Agora raramente participo das atividades políticas. Faço pesquisa nas universidades brasileiras. Coordeno o projeto de “Economia Global e Desenvolvimento Sustentável” (REGGEN) da UNESCO, uma rede mundial acadêmica que conecta os pesquisadores e as pesquisas sobre a globalização e seu impacto de vários países. Organizaremos conferências internacionais, e a próxima se realizará entre 8-13 de outubro de 2005 na cidade do Rio de Janeiro. O assunto principal é “Alternativas da Modernidade: novas forças emergentes e novos caminhos”. Convidei Samir Amin e os diversos estudiosos de mais de 10 países, tais como, Estados Unidos, China, Índia e Cuba. O presidente e o ministro das relações exteriores deverão participar da conferência.
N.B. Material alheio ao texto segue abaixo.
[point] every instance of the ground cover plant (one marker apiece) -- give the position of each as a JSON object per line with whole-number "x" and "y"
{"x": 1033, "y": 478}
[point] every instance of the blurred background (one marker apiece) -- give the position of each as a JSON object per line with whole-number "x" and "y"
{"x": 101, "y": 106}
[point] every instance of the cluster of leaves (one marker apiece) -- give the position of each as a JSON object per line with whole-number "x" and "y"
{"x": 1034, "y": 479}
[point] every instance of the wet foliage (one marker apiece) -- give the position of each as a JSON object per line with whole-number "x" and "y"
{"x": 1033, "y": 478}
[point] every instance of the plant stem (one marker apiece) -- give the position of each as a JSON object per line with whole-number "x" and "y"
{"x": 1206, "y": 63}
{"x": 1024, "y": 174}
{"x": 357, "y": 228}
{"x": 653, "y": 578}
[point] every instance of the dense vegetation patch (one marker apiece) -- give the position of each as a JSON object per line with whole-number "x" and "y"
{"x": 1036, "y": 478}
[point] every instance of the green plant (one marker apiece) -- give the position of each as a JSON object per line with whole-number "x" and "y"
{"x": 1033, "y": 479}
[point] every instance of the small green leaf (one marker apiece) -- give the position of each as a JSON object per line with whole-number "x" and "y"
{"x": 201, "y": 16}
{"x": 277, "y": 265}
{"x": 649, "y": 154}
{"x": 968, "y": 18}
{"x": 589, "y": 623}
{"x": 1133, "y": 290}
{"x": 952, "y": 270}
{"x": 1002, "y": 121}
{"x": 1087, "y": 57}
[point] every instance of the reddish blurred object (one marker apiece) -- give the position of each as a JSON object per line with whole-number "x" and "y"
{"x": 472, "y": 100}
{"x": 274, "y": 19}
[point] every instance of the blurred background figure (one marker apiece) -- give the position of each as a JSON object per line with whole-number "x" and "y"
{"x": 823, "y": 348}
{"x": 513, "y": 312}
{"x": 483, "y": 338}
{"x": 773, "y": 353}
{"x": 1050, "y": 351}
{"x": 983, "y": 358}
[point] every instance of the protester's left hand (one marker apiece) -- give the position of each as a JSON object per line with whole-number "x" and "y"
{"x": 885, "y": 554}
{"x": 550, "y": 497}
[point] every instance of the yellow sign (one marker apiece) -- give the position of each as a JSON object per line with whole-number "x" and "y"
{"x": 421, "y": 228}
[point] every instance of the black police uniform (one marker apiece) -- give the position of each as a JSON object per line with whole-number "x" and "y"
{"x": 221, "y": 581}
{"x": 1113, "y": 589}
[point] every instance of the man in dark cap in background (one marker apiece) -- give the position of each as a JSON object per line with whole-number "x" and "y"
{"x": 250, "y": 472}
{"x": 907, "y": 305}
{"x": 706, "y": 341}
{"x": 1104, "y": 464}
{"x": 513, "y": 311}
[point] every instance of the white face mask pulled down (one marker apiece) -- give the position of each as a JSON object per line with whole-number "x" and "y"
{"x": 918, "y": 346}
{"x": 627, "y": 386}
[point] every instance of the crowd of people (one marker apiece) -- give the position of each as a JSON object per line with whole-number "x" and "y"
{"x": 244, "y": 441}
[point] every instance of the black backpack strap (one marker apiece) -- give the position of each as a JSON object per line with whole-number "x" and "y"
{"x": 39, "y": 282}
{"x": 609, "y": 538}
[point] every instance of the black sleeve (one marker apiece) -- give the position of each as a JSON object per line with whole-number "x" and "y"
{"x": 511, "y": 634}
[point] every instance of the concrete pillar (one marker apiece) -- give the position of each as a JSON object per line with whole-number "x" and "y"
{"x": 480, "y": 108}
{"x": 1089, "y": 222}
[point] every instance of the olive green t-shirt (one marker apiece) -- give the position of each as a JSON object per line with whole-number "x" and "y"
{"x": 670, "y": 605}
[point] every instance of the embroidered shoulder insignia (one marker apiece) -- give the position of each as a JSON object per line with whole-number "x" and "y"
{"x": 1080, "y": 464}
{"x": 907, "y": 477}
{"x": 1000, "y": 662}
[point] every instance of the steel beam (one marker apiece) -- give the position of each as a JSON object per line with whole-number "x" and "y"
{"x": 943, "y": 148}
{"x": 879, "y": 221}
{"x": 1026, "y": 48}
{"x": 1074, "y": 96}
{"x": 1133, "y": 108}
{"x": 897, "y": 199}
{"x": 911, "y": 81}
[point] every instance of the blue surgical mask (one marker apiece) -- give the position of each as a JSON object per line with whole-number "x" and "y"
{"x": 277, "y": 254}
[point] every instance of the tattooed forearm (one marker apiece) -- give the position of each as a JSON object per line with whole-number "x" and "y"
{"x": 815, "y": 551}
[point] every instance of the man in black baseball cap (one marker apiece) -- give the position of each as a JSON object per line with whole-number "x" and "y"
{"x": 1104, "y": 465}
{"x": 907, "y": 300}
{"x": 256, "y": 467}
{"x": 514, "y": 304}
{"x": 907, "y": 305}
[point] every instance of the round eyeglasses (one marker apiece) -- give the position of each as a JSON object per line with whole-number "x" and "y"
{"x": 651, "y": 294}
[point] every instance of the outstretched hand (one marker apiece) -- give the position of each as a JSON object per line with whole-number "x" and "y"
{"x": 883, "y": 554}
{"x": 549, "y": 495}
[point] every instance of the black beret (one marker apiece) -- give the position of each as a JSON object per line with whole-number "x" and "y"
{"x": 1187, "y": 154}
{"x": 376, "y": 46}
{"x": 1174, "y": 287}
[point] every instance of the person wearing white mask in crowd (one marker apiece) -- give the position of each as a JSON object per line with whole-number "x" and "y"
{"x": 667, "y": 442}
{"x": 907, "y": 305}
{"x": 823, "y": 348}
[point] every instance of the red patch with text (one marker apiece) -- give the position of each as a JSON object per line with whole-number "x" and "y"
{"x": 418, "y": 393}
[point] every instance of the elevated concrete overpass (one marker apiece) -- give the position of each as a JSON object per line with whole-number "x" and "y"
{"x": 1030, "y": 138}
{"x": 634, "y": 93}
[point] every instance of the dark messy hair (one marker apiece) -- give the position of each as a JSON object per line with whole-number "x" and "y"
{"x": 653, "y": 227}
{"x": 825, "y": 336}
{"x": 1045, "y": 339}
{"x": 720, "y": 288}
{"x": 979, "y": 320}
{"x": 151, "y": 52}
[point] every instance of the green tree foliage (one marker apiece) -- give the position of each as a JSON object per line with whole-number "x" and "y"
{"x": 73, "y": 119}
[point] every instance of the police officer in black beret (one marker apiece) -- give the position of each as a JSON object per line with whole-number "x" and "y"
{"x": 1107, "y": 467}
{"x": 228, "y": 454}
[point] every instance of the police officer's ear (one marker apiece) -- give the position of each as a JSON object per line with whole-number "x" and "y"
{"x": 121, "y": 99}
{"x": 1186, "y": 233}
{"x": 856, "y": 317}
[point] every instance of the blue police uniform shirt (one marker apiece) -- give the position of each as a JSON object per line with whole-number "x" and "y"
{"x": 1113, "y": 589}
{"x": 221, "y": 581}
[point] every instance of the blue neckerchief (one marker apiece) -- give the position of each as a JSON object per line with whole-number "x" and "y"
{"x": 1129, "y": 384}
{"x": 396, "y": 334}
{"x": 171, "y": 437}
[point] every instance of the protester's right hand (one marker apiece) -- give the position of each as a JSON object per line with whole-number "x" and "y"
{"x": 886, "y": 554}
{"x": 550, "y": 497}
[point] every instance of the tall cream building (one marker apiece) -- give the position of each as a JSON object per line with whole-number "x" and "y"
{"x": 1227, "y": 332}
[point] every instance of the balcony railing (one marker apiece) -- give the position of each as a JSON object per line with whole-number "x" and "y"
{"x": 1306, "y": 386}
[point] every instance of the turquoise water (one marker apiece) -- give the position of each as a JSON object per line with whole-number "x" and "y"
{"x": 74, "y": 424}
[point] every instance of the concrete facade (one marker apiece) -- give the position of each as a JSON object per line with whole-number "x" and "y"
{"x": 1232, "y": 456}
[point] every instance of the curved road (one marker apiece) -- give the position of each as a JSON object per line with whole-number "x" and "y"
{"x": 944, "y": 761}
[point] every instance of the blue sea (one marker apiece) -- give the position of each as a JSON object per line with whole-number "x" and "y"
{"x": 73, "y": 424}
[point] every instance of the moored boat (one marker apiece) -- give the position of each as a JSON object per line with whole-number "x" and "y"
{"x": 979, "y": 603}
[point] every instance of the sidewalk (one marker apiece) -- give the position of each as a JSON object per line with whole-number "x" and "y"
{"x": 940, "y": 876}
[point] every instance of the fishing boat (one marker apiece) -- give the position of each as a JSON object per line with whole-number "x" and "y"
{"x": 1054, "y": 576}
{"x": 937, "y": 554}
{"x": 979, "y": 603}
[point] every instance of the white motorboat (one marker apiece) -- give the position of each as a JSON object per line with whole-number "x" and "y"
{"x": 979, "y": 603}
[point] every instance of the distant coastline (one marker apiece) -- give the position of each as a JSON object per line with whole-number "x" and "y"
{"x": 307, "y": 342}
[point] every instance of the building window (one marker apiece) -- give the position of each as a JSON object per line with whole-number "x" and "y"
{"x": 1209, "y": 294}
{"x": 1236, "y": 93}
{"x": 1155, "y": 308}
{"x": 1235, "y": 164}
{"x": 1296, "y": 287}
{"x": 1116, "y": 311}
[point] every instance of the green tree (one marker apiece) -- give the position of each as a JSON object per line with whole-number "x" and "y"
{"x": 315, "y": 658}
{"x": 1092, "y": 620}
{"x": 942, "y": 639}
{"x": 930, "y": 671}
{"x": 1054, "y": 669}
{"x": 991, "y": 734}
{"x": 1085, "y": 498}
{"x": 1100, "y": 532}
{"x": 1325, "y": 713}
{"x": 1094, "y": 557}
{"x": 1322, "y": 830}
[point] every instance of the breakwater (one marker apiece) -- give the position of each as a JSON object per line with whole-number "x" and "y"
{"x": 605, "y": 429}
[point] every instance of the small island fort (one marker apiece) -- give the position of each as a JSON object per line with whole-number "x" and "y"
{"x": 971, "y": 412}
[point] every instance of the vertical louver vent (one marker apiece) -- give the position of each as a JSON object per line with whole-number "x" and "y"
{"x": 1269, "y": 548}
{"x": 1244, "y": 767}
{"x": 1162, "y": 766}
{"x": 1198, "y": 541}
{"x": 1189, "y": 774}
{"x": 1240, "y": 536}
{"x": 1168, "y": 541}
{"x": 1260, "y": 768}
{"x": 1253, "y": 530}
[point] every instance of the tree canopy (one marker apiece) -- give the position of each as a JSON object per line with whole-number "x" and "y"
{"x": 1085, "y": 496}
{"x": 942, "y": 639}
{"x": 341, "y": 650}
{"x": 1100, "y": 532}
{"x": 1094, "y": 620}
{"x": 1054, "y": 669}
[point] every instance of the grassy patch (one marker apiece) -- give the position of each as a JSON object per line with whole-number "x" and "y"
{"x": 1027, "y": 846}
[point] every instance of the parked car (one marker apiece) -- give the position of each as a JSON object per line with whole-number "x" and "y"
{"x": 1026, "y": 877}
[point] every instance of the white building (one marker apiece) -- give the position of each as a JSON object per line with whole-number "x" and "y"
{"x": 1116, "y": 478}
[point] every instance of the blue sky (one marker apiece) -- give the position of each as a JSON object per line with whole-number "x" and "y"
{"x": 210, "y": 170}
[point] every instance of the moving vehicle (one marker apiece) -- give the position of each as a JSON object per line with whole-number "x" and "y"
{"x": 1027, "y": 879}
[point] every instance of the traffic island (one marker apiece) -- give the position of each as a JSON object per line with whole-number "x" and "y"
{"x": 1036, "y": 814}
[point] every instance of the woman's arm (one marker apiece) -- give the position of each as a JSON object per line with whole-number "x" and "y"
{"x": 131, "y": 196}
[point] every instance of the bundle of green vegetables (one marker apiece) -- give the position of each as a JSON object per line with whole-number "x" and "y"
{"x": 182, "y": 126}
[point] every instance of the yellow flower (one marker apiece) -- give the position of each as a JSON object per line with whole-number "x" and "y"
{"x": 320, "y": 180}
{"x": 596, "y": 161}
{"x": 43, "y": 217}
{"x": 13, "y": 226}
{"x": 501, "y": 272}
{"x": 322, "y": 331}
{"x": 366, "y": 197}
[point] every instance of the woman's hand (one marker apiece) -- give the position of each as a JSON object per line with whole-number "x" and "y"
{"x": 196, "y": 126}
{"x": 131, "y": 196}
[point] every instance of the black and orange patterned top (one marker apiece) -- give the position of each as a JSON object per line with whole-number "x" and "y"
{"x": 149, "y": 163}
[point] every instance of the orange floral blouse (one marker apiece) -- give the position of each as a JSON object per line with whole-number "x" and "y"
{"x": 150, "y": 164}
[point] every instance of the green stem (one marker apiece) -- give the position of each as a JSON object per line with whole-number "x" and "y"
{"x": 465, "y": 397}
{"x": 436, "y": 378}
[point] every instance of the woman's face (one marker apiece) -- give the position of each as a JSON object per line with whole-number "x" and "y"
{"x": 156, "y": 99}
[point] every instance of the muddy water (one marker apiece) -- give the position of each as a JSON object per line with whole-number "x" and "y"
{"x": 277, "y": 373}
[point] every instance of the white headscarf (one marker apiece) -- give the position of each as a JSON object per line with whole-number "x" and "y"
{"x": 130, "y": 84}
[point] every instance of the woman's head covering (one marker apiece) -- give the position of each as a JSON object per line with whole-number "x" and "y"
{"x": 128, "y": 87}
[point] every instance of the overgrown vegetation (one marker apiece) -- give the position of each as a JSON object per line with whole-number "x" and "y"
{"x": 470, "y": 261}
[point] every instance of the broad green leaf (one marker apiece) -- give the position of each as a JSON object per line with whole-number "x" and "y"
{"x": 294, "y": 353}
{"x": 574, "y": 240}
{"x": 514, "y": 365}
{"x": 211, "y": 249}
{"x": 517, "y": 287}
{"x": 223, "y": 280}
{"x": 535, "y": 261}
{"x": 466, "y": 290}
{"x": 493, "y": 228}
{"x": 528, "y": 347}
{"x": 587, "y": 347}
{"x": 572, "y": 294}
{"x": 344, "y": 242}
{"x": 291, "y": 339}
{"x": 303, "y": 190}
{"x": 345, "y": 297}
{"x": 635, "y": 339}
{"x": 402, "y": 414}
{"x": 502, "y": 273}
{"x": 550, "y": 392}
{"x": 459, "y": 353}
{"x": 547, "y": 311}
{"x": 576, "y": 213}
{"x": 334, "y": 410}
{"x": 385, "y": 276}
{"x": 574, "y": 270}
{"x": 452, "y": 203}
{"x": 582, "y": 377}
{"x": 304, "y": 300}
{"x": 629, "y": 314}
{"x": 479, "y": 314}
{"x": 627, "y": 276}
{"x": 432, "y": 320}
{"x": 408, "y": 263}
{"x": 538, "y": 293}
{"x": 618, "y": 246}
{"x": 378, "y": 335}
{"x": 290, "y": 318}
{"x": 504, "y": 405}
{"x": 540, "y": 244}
Gostaria que a imprensa da China também desse atenção a esse evento.

Nota do Entrevistador

O nome do Theotonio dos Santos já foi incluído no livro “Who is Who”, não só porque era um dos principais expoentes da teoria da dependência, mas porque como um participante e testemunho dos principais eventos históricos da América Latina na era pós-guerra. Sua obra prima “Imperialismo e Dependência” é umas das principais obras da Teoria da Dependência. No auge da “teoria da dependência”, ele foi obrigado a refugiar-se no Chile, México e nos Estados Unidos. Será que este homem de “cabeça branca” é o mesmo sociólogo quase lendário? Do seu gesto, do seu inglês de forte sotaque português, posso ver o entusiasmo que não se dissipou com o passar do tempo. “Economia é nada mais do que comida e alimentos”.
Suas palavras são apaixonadas como as do Carlos Menen. Será que a Teoria da Dependência já venceu a validade? Não, ela ainda está viva. Theotonio dos Santos já ampliou seus estudos para a globalização. Ele representa a opinião dos países em desenvolvimento. “Devemos manter uma postura crítica em relação à globalização”. Ele é firme nas palavras. Apesar de que, existem muitos a favor dele tem o mesmo numero dos que são contra ele, no seu aniversário de 60 anos, a UNESCO publicou um livro “Os desafios da globalização” em sua homenagem. No seu novo livro “Do Terror à Esperança”, ele despiu as roupagens do neoliberalismo. “Neoliberalismo é um terror para os países latino-americanos, e está em crise”.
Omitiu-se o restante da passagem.